In the early days of the development of the Bakken, flaring was a concern, but not a crisis. However, as development has progressed, flaring has become an increasingly important issue. Historically Texas flared more gas than North Dakota, but since 2011, the trend reversed and since then North Dakota has flared more gas than Texas by an ever widening margin. There are currently about 9,000 wells in North Dakota and the number is projected to reach 50,000 by 2030, so the implications for the future are obvious.

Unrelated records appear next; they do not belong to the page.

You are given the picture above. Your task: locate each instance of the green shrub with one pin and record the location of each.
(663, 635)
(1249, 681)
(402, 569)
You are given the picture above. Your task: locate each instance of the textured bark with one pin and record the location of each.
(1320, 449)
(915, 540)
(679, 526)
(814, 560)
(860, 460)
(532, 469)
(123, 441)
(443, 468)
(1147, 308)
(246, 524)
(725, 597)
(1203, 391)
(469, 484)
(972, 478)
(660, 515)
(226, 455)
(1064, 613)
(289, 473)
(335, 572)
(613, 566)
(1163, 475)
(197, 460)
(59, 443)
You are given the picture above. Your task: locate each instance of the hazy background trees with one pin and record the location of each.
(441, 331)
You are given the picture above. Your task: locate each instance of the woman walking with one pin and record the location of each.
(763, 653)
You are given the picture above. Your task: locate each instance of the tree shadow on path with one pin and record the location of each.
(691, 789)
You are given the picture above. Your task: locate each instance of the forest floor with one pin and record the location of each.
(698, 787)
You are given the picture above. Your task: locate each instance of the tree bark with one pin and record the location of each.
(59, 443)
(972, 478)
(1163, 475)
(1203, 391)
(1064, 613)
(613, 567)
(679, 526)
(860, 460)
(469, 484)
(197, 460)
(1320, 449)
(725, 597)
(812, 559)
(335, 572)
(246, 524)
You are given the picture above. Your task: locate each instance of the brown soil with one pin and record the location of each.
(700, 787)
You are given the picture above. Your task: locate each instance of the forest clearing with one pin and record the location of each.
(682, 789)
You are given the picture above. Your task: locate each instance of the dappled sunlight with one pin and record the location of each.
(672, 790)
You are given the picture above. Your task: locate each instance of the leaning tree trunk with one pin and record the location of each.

It is estimated that approximately 30% of the gas produced in North Dakota is flared. In 2013 enough gas was flared to meet the energy needs of 1.3 million homes. This represents a loss of about $1.3 billion to operators, land owners and the state’s treasury. In response to the concerns of shareholders, royalty owners, government officials and environmentalists, an industry task force, representing hundreds of companies, was formed to come up with a plan. By developing infrastructure, exploring injection opportunities, and using gas to power equipment at the well site, it is felt that flaring can be virtually eliminated by 2020. Probably even more importantly, the task force believes that the industry can capture and utilize 85% of produced gas within the next two years. Since natural gas production in North Dakota is projected to increase by 40% by the end of 2015, this would truly be a remarkable achievement.